As she says, the incidence of council tax falls on the occupier, not the owner. If you have very little wealth but high income, you may rent a Band-H house and end up paying the same council tax as someone with very high wealth and very low income.
In practice, then, council tax is a tax on residency, not on property wealth and certainly not on wealth overall. (Legally, it’s not quite that simple. A lease is still a form of ownership, so it’s not quite the case that non-owners are taxed.)
It may be the case that, at the top end, that doesn’t matter. If we were to introduce the “mansion tax” by adding a new band on top of council tax for properties over £2m, for instance, there would be few renters hit. But even then, there would still be some.
The distinction is important to make, because as the movement for a true mansion tax—or better still, a land value tax—grows, the opposition will try to claim that what we already have is good enough. It isn’t.
The inequalities in property wealth are astronomical. A chart put together by researcher Andy Whightman makes that astoundingly clear. He writes:
This data was obtained from the Office of National Statistics by Faiza Shaheen of the New Economics Foundation and shows the average net property wealth for each 1% of the income distribution. The top 1% of the population has net property wealth of £15,040,000 whilst the bottom 33% has nothing. The top 1% own more net property wealth than the rest of the 99% combined.

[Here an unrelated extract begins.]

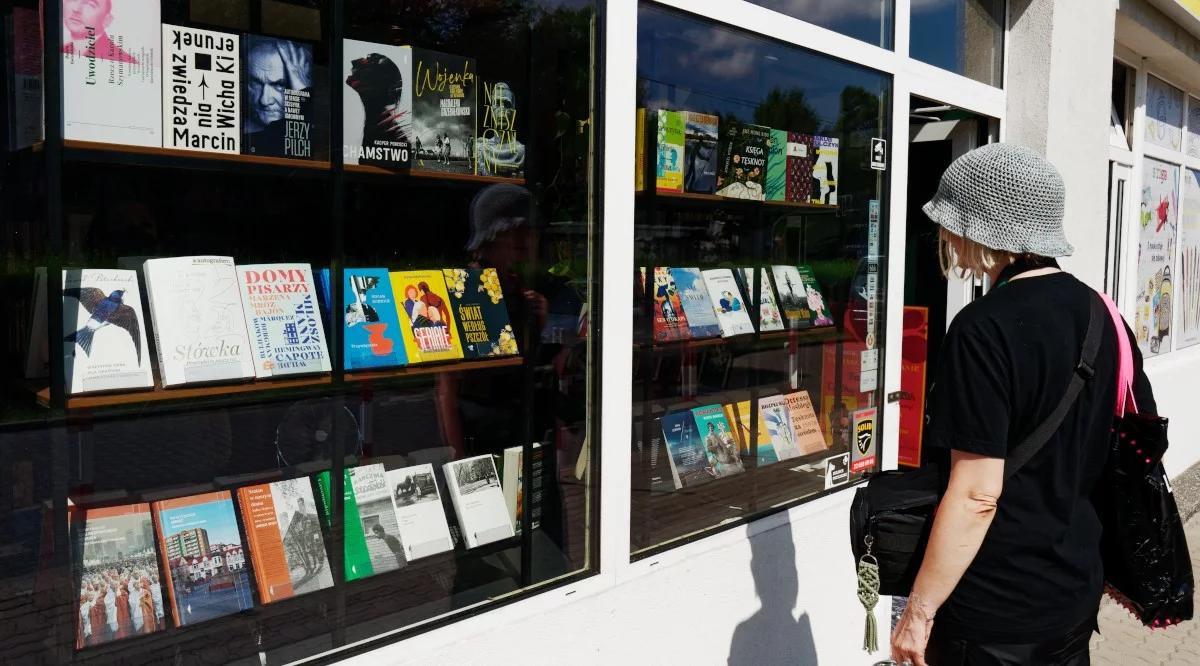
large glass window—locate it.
[0,0,600,664]
[630,4,890,557]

But there’s another way the government could take advantage of the discrepancies in property wealth to earn some income, settle the housing market and reduce inequality. Michael Darrington, former CEO of Greggs, writing in the Telegraph today, suggests a £100bn housebuilding programme funded by quantitative easing. But in focusing on the revenue source, he’s missed the most impressive part of his plan, because he also suggests that:
While there are plenty of suitable sites for building already available, a programme on the scale I envisage would clearly require more.
One way to achieve this would be through the compulsory purchase of farmland at a sensible multiple of its agricultural value—say three or four times—which would give farmers a very good profit but not the lottery-winning values currently ascribed to development land.

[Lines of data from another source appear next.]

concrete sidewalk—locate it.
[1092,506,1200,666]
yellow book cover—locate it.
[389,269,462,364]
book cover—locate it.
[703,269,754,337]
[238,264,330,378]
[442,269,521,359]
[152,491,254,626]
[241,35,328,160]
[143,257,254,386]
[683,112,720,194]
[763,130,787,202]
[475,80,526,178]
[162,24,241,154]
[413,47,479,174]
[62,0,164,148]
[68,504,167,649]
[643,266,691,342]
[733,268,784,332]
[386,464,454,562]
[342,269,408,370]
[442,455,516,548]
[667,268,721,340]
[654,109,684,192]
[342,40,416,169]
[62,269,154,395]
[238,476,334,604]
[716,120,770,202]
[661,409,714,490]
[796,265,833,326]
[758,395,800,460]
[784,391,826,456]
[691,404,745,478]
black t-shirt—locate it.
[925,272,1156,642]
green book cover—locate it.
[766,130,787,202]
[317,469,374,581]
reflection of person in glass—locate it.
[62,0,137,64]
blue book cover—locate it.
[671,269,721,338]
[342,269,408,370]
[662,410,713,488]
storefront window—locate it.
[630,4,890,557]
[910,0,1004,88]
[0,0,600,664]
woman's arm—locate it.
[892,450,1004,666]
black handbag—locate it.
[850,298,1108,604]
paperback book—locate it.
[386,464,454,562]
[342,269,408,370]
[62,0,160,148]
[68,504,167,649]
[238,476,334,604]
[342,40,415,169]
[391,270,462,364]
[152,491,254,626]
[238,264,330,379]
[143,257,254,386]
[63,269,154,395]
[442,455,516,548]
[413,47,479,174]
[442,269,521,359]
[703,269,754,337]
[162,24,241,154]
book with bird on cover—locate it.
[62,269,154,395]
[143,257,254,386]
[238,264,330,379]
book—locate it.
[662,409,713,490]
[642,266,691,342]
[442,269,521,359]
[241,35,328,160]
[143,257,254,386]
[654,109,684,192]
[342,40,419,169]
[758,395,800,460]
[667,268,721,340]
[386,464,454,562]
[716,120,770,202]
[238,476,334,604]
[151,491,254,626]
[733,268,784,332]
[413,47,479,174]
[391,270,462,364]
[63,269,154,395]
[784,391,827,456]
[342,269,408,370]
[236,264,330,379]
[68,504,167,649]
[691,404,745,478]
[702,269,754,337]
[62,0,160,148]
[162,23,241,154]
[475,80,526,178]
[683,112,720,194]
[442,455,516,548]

But rather than the expensive and illiberal procedure of compulsory purchase, there’s a more radical option available. As Darrington implies, land with planning permission is worth more than land without—a lot more. Frequently well over 20 times as much, in fact. And the institution with the power to convert land without planning permission into land with planning permission is the same one trying desperately to build houses.

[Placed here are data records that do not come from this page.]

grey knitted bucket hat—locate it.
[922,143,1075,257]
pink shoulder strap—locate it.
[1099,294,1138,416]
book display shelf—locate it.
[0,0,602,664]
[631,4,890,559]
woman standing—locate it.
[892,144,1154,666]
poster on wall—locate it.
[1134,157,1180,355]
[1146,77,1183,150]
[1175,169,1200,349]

In other words, an entire housebuilding program could probably be funded on the difference between the purchase price of agricultural land and the sale price of land with planning permission.
Councils could buy up agricultural land, award themselves planning permission, build houses, and sell some off while keeping the rest for social housing. In fact, such is demand for land with planning permission, they wouldn’t even need to build them; they could just sell the land without houses, but insist that part of the sale price be that some houses built on the land be used for social housing.
In fact, councils wouldn’t even need to buy the land. They could just grant planning permission with the same requirements on more land than they have been now. Because the real bottleneck is there, and not really with housebuilding at all.